On Rotten Tomatoes, the film holds a rating of 76% “Fresh” approval rating from 29 reviews. The critical consensus reads: "Confidently campy and played with groovy conviction, Beyond the Valley of the Dolls is an exuberant expression of both the hilarity and terror that comes with free love". Metacritic, which uses a weighted average, assigned the a score of 60 out of 100, based on 10 critics, indicating "mixed or average" reviews.

John Waters has expressed admiration for the film, citing it as "one of the best movies ever made".

===Box office===
According to Fox records, the film required $4,100,000 in theatrical rentals to break even. By December 11, 1970, it had made $7,000,000, more than enough to be profitable for the studio.

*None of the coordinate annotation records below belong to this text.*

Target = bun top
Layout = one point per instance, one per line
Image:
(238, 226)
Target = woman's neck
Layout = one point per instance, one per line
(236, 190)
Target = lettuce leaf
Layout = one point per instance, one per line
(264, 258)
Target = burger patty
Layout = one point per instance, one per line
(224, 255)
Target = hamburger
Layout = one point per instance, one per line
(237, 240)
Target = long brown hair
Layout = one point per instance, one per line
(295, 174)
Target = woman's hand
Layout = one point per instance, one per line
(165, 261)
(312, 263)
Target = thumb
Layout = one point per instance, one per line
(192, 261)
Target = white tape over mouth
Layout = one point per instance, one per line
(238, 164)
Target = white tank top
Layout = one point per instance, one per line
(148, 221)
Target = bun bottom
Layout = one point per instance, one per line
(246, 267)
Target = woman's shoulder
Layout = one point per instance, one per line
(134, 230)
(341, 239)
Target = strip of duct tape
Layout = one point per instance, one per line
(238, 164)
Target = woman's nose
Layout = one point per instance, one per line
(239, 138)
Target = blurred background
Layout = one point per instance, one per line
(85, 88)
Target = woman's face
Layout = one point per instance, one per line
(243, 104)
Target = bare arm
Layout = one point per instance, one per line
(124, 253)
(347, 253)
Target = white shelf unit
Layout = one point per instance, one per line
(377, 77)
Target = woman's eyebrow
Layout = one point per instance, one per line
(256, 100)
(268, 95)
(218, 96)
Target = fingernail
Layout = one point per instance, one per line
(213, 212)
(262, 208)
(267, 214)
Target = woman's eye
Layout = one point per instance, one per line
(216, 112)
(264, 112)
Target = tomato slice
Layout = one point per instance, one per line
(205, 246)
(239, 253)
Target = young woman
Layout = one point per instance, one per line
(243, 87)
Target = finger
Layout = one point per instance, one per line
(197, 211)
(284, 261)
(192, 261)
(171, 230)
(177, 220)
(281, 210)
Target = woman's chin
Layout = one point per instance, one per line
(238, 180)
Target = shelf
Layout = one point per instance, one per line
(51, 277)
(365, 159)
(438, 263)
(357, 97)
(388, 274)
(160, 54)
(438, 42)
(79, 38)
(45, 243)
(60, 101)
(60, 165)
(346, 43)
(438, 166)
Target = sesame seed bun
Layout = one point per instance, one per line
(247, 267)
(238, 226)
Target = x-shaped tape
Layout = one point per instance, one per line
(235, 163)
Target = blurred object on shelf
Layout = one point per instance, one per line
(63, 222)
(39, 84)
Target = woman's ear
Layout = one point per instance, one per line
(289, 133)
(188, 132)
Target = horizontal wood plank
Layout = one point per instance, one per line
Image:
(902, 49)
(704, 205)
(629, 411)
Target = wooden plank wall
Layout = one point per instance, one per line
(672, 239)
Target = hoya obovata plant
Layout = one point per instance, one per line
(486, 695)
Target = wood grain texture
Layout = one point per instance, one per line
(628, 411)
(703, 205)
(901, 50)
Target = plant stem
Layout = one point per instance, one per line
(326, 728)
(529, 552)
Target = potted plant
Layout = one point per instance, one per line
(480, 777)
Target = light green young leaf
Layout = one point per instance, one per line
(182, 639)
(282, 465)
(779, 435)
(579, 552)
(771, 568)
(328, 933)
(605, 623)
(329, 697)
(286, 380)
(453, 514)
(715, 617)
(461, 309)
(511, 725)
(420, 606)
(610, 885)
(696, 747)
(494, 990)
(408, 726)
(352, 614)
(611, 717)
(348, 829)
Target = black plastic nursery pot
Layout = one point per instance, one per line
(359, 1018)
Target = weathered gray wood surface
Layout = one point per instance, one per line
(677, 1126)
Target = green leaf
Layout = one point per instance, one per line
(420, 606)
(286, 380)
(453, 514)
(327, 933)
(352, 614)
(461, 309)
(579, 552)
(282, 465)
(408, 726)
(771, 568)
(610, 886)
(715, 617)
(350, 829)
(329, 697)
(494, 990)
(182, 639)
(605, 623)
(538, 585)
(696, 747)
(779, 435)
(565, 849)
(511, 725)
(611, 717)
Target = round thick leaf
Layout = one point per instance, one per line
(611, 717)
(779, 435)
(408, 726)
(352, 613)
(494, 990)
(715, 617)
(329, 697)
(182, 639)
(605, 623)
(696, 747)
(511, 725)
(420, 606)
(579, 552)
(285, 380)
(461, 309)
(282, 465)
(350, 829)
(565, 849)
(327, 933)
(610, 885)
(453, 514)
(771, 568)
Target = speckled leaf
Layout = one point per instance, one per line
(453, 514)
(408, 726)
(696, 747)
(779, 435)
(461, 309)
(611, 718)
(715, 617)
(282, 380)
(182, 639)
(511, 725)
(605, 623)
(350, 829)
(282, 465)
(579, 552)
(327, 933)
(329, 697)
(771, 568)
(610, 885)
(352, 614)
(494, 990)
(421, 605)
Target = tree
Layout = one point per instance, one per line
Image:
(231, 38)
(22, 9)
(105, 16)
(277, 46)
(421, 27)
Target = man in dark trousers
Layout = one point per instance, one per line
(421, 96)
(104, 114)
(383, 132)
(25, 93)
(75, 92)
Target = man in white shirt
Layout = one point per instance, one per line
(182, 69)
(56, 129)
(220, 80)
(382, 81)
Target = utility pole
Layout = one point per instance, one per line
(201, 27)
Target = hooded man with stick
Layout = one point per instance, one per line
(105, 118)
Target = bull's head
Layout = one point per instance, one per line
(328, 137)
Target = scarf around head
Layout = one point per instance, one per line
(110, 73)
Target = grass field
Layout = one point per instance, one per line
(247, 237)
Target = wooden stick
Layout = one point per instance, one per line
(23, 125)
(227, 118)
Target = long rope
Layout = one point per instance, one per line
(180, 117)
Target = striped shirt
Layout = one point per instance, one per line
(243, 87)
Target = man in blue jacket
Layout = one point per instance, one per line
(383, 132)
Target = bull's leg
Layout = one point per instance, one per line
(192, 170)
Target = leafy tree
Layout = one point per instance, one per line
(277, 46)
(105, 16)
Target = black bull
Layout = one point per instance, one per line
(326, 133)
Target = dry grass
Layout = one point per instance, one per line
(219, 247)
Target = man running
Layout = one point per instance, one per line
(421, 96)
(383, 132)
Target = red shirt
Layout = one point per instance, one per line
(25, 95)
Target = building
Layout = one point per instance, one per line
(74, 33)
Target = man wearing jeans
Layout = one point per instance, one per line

Despite an X rating and a modest budget of $900,000, Beyond the Valley of the Dolls grossed ten times that amount in the U.S. market, qualifying it as a hit for Fox. In 1997, when Roger Ebert & Gene Siskel were guests on Howard Stern, Ebert claimed it made $55 million. In 2004, Ebert claimed it had grossed $40 million.

The production of the film, along with Myra Breckinridge, helped lead to the ousting of Richard Zanuck from Fox.

=== In pop culture ===
Garage rock band Be Your Own Pet's 2008 song "The Kelly Affair" is based on the plot of the film.

Ska Punk Rock band Sublime sampled dialogue from the film in their song “Smoke Two Joints”, for the 40oz. to Freedom album.

Murderdolls, the side project of Slipknot drummer Joey Jordison, named their debut album Beyond the Valley of the Murderdolls in reference to the movie.